Anastasiadis Saray’daki toplantı sonrası yaptığı açıklamada, “bu, her iki tarafın da konumlarının en nihayet tam olarak ne olduğunun, yeterince zemin olup olmadığının anlaşılması, yeterince zemin olmaması durumunda, Cenevre ve Crans-Montana fenomenlerinin yeniden yaşanmaması için yeterli hazırlıkların yapılması yönünde atılan olumlu bir adımdır” dedi.
Türkiye’nin müzakerelerden önce Kıbrıs sorununun dış yönlerini tartışma niyetini göstermesinin ardından Kotzias ve Çavuşoğlu arasında gerçekleştirilen görüşme sonrası gelişmeleri nasıl nitelendirdiği ve başından beri istenilenin de bu olduğu sorusuna Anastasiades, “tabi ki bunu önemli olarak kabul ediyorum. Özel Danışmanın oluşturduğu izlenim gerçek olaylara dayalı değildi ve bunu söylemekten çekinmiyorum çünkü Kıbrıs sorunuyla ilgili bir konferansın toplanması için her zaman hazırdım”.
İşgal altındaki bölgelerdeki “meclisin” iki bölgeli, iki toplumlu bir federasyona karşı bir “oylama” yönünde yapılan çabalardan kaygı duyup duymadığı ve eğer bunların Ankara’nın herhangi bir planı çerçevesinde yönlendirildiğini düşünüp düşünmediği sorusuna Anastasiades, bu girişimlerin hiçbir zaman iki bölgeli, iki toplumlu bir federasyon istemeyenler tarafından üstlenildiğini anladığını söyledi. “onlar, 1983’te ilan edilen yasa dışı devletin tanınmasını isteyen taraflardır” dedi.

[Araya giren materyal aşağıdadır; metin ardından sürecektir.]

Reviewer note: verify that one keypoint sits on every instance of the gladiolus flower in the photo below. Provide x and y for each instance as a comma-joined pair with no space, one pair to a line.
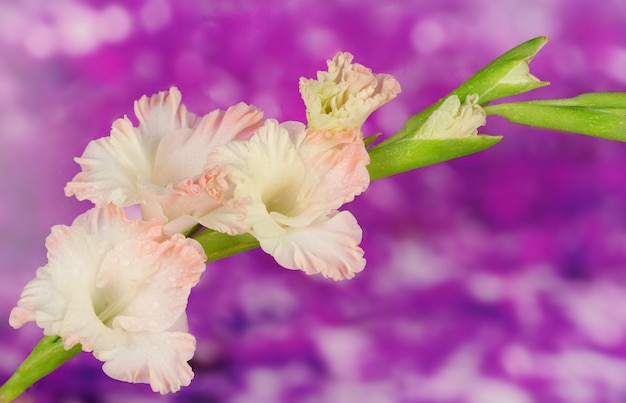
160,164
119,288
293,191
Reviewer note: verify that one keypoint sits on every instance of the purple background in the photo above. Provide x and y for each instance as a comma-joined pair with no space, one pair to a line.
495,278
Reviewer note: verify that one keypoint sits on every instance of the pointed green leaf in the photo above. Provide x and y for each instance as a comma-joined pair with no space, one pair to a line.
406,155
604,122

Kayıplar sorununun çözümüyle ilgili zorluğun nereden kaynaklandığı sorusuna Anastasiades “Bu durum tamamen, ya kayıpların belirlendiği mezarların kasten taşınması ya da Türk istilası nedeniyle yaşanan insani sorunun en nihayet sonuç verici bir şekilde göğüslenebilmesi yönünde Türk arşivlerinde bulunan bilgilerin verilmesi konusunda Türkiye’nin sergilediği olumsuz tavrından kaynaklanıyor” yanıtını verdi.
Bu sorunun aşılması için bir yol olup olmadığı sorusuna Anastasiades “Hükümetlere bu yönde önemli adımlar atarak yoğun başvurularda bulunduk” yanıtını verdi.
“Avrupa İnsan Hakları Mahkemesi (AİHM) tarafından alınan kararlar var ama ne yazık ki Türkiye’nin bu yöndeki ertelemelerine ve oyalamalarına karşı kabul edilemez büyük bir müsamaha sergileniyor” diyen Anastasiades, bunlardan en yenisinin, Türkiye’nin 30 milyon avro ödemesi yönünde 2014 AİHM tarafınca alınan karar olduğunu sözlerine ekledi ve meselenin tazminat olmadığı konusunda kayıp yakınlarının ısrar ettiklerini söyledi. Anastasiadis, meselenin daha duyarlı hareket etmesi gereken tarafların buna gösterdiği müsamaha olduğunu vurguladı.